Close-up on a school of sardines (photo courtesy AP | Ventura County Star).  Cleaned, cooked and canned by BELA Brands (photos #2 and #3 courtesy BELA).  Open the can and…  Dig in (photo courtesy Food52).  Easy tapas, with tomato or pimento on a baguette slice (photo Wikipedia Commons).  Not-much-more-difficult sardine tapas at Nomad in New York City.
Earlier in our life, we did not care at all for sardines. We turned up our nose at this “cat food.” That’s because what was available in supermarkets then was of pretty low quality. Many Americans grew up eschewing sardines.
Often, those undesirables weren’t even sardines, but sprats—a different genus, Sprattus in the same family as sardines. They are less tasty cousins of sardines.
To add to the confusion, sprats are sometimes called brisling sardines, after a canned variety from Norway.
The sought-after European sardine, also called the pilchard sardine (photo #1), is species Sardina pilchardus Walbaum. You won’t find those words on a can: You have to know the best brands.
Now we’ve become a foodie nation, and grocers are offering the world’s best. In sardines, that’s the BELA brand. They’re a boon for Mediterranean and Paleo Diet followers, as well as for anyone wanting a quick meal with quality protein.
Check out the way we enjoy them, below.
And did we mention they’re just $3 a can?
The premium quality “gourmet” sardines from Bela Brands (photos #2, #3 and #4) have found their way into many foodie homes.
The company also sells premium canned mackerel fillets and skipjack tuna in jars; but given the number of words in this article alone, we’ll have to feature them another time.
BELA Brand Seafood is a family-owned business which has been sustainably fishing the southern coast of Portugal, the Algarve, for generations.
The large, juicy, delicious Portuguese sardines have been the main crop in this region for centuries. BELA lays claim to be the best canned sardine there is:
They’re the only Portuguese sardines packed within 8 hours of catch, for the finest flavor.

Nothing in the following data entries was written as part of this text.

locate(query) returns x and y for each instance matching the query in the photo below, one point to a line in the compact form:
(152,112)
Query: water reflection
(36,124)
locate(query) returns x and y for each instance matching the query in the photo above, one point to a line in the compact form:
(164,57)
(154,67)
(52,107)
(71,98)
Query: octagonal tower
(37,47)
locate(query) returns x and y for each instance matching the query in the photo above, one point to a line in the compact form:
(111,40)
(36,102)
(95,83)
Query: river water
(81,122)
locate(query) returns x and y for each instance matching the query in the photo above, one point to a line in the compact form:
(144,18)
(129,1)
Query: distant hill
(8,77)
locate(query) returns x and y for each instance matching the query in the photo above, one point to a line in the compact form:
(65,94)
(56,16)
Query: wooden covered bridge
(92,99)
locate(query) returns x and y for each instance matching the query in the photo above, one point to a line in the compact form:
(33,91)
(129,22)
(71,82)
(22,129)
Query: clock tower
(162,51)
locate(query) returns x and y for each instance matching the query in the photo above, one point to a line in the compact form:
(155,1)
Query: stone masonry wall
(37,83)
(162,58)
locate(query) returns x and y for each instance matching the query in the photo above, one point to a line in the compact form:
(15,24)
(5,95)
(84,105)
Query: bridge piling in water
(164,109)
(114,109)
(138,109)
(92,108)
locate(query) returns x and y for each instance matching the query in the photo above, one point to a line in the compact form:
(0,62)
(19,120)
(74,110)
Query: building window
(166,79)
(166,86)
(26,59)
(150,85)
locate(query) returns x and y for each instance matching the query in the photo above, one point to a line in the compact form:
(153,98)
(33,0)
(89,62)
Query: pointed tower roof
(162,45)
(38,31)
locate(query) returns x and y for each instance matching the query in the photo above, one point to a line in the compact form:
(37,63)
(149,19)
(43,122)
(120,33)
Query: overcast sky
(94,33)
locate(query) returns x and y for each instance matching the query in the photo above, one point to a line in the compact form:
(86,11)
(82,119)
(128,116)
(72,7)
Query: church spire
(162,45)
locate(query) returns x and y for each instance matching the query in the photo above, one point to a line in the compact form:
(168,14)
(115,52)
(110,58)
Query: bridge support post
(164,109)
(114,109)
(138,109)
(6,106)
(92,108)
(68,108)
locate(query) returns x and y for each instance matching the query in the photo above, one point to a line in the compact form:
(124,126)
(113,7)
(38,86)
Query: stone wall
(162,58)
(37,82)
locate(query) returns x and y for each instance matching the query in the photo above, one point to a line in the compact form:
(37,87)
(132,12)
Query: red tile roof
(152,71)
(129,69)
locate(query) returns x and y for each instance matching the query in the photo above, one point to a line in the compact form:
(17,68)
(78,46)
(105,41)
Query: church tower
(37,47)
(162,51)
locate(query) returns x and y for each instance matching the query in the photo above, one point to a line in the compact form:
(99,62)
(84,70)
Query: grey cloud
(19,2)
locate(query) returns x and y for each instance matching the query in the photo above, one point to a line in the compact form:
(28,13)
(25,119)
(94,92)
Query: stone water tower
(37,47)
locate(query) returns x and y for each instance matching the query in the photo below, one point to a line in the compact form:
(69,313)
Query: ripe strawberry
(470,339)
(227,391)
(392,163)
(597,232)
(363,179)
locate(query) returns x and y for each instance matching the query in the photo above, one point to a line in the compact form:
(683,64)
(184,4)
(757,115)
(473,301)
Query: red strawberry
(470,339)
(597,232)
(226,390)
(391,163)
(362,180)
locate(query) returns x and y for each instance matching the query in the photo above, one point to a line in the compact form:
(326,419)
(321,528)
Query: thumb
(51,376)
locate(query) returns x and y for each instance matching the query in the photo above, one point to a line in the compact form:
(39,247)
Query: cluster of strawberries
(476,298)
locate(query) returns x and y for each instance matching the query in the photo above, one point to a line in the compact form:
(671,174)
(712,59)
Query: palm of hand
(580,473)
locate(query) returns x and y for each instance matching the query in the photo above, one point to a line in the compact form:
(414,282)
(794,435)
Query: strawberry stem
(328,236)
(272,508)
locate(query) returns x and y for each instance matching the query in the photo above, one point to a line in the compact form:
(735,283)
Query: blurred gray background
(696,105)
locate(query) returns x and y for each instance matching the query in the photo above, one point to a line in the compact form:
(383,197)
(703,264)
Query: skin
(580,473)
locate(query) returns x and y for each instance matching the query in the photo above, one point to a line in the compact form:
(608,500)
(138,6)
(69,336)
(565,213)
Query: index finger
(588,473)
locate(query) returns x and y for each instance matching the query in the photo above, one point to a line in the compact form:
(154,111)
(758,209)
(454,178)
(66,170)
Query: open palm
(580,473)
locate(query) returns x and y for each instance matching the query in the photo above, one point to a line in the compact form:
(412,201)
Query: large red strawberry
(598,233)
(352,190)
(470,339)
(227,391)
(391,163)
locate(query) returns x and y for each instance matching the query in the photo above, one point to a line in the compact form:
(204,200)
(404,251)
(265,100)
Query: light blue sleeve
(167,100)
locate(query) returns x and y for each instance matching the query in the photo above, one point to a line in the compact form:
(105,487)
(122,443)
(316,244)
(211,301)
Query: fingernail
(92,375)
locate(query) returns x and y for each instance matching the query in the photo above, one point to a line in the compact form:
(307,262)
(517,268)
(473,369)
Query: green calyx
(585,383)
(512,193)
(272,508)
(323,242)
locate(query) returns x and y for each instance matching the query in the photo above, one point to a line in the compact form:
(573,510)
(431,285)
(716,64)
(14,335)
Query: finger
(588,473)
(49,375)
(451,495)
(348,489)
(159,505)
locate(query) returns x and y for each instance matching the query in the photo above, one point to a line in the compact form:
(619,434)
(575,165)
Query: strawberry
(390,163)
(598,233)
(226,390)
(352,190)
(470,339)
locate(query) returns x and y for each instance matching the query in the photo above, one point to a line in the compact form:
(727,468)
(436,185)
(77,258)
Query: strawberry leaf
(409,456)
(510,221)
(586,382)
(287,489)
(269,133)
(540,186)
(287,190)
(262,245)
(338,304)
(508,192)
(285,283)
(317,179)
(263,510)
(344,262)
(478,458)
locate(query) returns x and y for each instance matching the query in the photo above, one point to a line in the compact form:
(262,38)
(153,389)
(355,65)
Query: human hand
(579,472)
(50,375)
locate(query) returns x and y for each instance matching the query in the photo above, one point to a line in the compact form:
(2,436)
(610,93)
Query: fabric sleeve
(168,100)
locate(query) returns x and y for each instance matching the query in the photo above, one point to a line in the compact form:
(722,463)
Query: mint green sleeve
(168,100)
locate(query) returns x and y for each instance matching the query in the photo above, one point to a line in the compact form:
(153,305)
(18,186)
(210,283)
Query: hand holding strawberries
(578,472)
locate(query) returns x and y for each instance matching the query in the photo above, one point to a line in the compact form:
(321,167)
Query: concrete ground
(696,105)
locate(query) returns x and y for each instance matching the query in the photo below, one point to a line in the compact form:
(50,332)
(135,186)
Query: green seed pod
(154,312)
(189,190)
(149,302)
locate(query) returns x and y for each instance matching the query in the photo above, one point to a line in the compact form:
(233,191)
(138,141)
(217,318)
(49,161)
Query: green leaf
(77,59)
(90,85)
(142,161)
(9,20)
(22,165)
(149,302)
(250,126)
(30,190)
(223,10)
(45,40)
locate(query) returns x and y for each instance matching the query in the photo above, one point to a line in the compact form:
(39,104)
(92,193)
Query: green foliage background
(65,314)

The fish are carefully washed and cleaned by hand and then cooked—one of the few brands of sardines that are cooked prior to canning.
In fact, they’re twice-cooked, which increases the proteins. One low-calorie serving delivers 11g of protein, omega-3s, vitamin D and calcium.
Full, premium fillets are packed fresh in organic extra virgin olive oil and organic sauces.
Sustainably wild-caught in nets, certified kosher (OU), gluten free and certified by the Marine Stewardship Council.
BELA Lightly Smoked Portuguese Sardines in Olive Oil.
BELA Lightly Smoked Portuguese Sardines in Lemon Flavored Extra Virgin Olive Oil.
BELA Lightly Smoked Portuguese Sardines in Tomato Sauce.
BELA Lightly Smoked Portuguese Sardines in Spring Water.
And, you get to choose your flavorings, except in the spring water option. Otherwise, the sardines nestle in seasoned organic olive oil:
HOW WE ENJOY BELA SARDINES
You can eat them at every meal of the day.
_Eggs Benedict à la Portugal.
_On buttered toast or avocado toast.
_On a grilled vegetable sandwich, with optional mozzarella.
_A sardine Cobb salad, in addition to, or replacing, the chicken.
_A Niçoise salad, in addition to or replacing the tuna; spinach salad with hard-boiled egg.
_Chirashi-style, on a bed of sushi rice or regular rice, with an assortment of vegetables (raw, cooked or pickled, sliced radishes, seaweed or what you feel like. Photo #7, below, adds an egg for a super-protein bowl.
_Place the fillets on top of the salad, or the salad on top of the fillets—for example, under a crown of arugula, mesclun or watercress.
_On pizza: Who needs anchovies?
_With a glass of wine at brunch or cocktails (see photos #5 and #6).
_We top Finn Crisp flatbread with sardines and pickled onions.
_Place pieces on toothpicks and serve with beer and wine.
_Add a piece to a cucumber slice, cracker or toast point.